[issue34417] imp.find_module reacts badly to iterator

2018-08-21 Thread Phillip M. Feldman


Phillip M. Feldman  added the comment:

My apologies for the tone of my remark.  I am grateful to you and others
who donate their time to develop the code.

I'm attaching the wrapper code that I created to work around the problem.

Phillip

def expander(paths='./*'):
   """
   OVERVIEW

   This function is a generator, i.e., creates an iterator that recursively
   searches a list of folders in an incremental fashion.  This approach is
   advantageous when the folder tree(s) to be searched are large and the
item of
   interest is likely to be found early in the process.

   INPUTS

   `paths` must be either (a) a list of folder paths (each of which is a
string)
   or (b) a single string containing one or more folder paths separated by
the
   OS-specific path delimiter.

   Each path in `paths` must be either (a) an existing folder or (b) an
existing
   folder followed by '/*' or '\*'.  In case (a), the folder string is
copied
   from the input (`paths`) to the output result verbatim.  In case (b), the
   folder string is replaced by an expanded list that includes not only the
   base (the portion of the path that remains after the '/*' or '\*' has
been
   removed), but all subfolders as well.

   RETURN VALUES

   The returned value is an iterator.

   Invoking the `next` method of the iterator produces one folder path at a
   time.
   """

   if isinstance(paths, basestring):
  paths= paths.split(os.pathsep)

   elif not isinstance(paths, list):
  raise TypeError("`paths` must be either a string or a list of
strings.")

   found= set()

   for path in paths:
  if path.endswith('/*') or path.endswith('\*'):

 # A recursive search of subfolders is required:
 for item in os.walk(path[:-2]):
base= os.path.abspath(item[0])
new= [os.path.join(base, nested) for nested in item[1]]

for item in new:
   if not item in found:
  found.add(item)
  yield item

  else:

 # No recursive search is required:
 if not item in found:
found.add(item)
yield item

   # end for path in paths

def find_module(module_name, in_folders=[]):
   """
   This function finds a module and return the fully-qualified file name.
   Folders from `in_folders`, if specified, are search first, followed by
   folders in the global `import_path` list.

   If any folder name in `in_folders` or `import_path` ends with an
asterisk,
   indicating that a recursive search is required, `files.expander` is
   invoked to create iterators that return one folder at a time, and
   `imp.find_module` is invoked separately for each of these folders.

   EXPLICIT INPUTS

   `module_name` is the unqualified name of the module to be found.

   `in_folders` is an optional list of additional folders to be searched
before
   the folders in `import_path` are searched.

   IMPLICIT INPUTS

   `import_path` is obtained from the global namespace.

   RETURN VALUES

   If `find_module` is able to find the requested module, it returns the
same
   three return values (`f`, `filename`, and `description`) that
   `imp.find_module` would return.
   """

   if isinstance(in_folders, basestring):
  in_folders= [in_folders]
   elif not isinstance(in_folders, list):
  raise TypeError("If specified, `in_folders` must be either a string
or a "
"list of strings.  (A string is wrapped to produce a length-1
list).")

   if any([item.endswith('*') for item in in_folders ]) or \
  any([item.endswith('*') for item in import_path]):

  ex= None

  for folder in itertools.chain(
expander(in_folders), expander(import_path)):
 try:
return imp.find_module(module_name, in_folders + import_path)
 except Exception as ex:
pass

  if ex:
 raise ex

   else:
  return imp.find_module(module_name, in_folders + import_path)

On Tue, Aug 21, 2018 at 10:32 AM Brett Cannon 
wrote:

>
> Brett Cannon  added the comment:
>
> Saying "the available functionality is massively inefficient" is
> unnecessarily hostile towards those of us who actually wrote and maintain
> that code.

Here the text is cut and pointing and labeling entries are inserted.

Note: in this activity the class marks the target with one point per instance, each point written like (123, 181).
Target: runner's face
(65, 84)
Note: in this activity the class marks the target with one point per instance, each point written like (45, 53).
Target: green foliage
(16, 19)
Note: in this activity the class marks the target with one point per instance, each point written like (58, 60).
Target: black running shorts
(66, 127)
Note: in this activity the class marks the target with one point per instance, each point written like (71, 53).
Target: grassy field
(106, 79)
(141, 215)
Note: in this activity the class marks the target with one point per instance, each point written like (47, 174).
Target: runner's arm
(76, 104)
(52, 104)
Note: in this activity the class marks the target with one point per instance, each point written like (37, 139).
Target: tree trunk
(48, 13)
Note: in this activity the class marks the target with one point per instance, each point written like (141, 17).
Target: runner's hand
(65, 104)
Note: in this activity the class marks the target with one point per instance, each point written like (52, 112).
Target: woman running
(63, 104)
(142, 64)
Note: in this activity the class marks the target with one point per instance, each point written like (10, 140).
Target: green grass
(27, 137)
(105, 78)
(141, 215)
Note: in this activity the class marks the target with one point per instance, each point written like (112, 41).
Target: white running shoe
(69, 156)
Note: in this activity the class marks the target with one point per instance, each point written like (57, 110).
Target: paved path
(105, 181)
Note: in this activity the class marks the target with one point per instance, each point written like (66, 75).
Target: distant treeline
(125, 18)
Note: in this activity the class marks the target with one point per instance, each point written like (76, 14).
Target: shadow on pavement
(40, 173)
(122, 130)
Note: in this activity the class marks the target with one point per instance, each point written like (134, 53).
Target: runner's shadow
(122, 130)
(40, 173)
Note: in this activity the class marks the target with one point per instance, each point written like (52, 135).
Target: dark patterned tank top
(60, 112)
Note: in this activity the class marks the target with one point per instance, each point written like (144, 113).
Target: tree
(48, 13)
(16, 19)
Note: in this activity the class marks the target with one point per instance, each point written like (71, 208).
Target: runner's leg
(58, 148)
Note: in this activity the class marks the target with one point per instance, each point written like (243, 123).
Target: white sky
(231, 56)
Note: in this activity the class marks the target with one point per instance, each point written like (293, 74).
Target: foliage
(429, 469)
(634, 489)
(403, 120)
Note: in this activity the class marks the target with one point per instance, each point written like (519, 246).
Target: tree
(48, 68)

Without diving into the code, chances are that requirement is
> there so that the C code can use macros to access the list as efficiently
> as possible.
>
> Now if you want to propose specific changes to importlib's code for it to
> work with iterables instead of just lists then we would be happy to review
> the pull request.
>
> --
>
> ___
> Python tracker 
> 
> ___
>

--

___
Python tracker 

___
___
Python-bugs-list mailing list
Unsubscribe: 

[issue34417] imp.find_module reacts badly to iterator

2018-08-21 Thread Brett Cannon


Brett Cannon  added the comment:

Saying "the available functionality is massively inefficient" is unnecessarily 
hostile towards those of us who actually wrote and maintain that code. Without 
diving into the code, chances are that requirement is there so that the C code 
can use macros to access the list as efficiently as possible.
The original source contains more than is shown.